The work has developed to investigate melting polar ice caps both as traumatised bodies, and as a crisis that can only be rectified by traumatised bodies, since via Post Traumatic Stress Disorder (PTSD), we already function as time machines (PTSD is always in the present that’s why you can’t hide from it. As if there is a hole between timelines, or, a glitch. Your body in the present disappears, or, is overlaid by your body of the past, the no-longer-yourbody of the event. We are told that the most dangerous part of time travel is the possibility of meeting a version of yourself somewhere along the way).

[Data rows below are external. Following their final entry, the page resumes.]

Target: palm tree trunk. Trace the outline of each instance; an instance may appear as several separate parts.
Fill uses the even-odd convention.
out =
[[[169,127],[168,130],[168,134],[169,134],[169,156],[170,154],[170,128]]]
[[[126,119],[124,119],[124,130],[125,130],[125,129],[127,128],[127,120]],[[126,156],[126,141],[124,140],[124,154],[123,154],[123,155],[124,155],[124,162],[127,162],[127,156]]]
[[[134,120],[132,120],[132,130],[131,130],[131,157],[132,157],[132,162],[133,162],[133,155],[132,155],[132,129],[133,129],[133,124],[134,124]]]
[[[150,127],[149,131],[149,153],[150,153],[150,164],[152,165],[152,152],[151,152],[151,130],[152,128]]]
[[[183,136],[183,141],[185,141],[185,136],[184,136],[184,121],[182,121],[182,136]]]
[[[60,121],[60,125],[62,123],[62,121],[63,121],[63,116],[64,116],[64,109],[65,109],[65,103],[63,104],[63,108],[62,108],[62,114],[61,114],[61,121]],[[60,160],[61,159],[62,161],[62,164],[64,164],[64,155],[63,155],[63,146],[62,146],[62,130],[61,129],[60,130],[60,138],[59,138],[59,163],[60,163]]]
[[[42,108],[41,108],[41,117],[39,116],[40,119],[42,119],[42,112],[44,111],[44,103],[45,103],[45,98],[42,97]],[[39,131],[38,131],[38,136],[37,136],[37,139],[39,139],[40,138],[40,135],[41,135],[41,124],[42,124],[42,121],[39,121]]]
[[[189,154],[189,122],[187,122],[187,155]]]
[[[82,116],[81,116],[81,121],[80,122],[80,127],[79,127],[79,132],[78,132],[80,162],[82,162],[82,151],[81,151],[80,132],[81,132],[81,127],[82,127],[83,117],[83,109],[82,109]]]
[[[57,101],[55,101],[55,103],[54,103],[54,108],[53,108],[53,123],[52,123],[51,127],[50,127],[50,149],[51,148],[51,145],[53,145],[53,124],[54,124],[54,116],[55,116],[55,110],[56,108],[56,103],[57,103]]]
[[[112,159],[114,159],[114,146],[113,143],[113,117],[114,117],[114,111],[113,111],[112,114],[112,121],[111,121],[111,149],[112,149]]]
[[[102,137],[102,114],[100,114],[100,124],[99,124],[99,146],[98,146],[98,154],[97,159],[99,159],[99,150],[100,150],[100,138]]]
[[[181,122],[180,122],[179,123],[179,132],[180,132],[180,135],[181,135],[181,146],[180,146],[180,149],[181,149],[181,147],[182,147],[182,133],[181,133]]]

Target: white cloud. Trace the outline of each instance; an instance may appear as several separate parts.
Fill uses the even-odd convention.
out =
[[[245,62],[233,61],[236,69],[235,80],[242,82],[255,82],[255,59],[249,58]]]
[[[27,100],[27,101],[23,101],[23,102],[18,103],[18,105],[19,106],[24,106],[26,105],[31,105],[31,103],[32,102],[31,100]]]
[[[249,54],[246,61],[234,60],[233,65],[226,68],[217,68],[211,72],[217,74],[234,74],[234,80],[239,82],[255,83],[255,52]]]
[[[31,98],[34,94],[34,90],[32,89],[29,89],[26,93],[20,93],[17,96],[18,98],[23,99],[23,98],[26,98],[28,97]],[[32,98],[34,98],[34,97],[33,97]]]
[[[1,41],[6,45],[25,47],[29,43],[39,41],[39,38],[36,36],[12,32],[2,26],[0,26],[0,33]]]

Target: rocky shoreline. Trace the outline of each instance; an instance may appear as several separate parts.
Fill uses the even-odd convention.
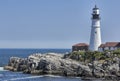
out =
[[[69,54],[32,54],[28,58],[11,57],[5,70],[23,72],[33,75],[60,75],[74,76],[82,79],[104,79],[119,81],[119,58],[114,57],[114,62],[93,61],[85,64],[69,58]]]

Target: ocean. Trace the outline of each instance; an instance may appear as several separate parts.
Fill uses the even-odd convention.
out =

In 2017, iterations of After the Ice, the Deluge including sculptures, drawings, collage, performance, and writing, were published by Res. Galleries and exhibited in the Kunstverein in Dusseldorf and DISTRICT Berlin as part of ‘Class Languages’; Syndicate in Cologne as part of ‘Something II Be Scared Of’; and at IMT Gallery,London where performances were live streamed by THISISTOMORROW, with the full recording available here

In 2018, I produced a dual projection 16mm film in residence at no.w.here . The film, After the Ice, the Deluge, was screened as part of Something III Be Scared Of , also at no.w.here, with Sam Keogh and Joseph Noonan-Ganley

The film will also be screened at LUX on Sunday May 20th.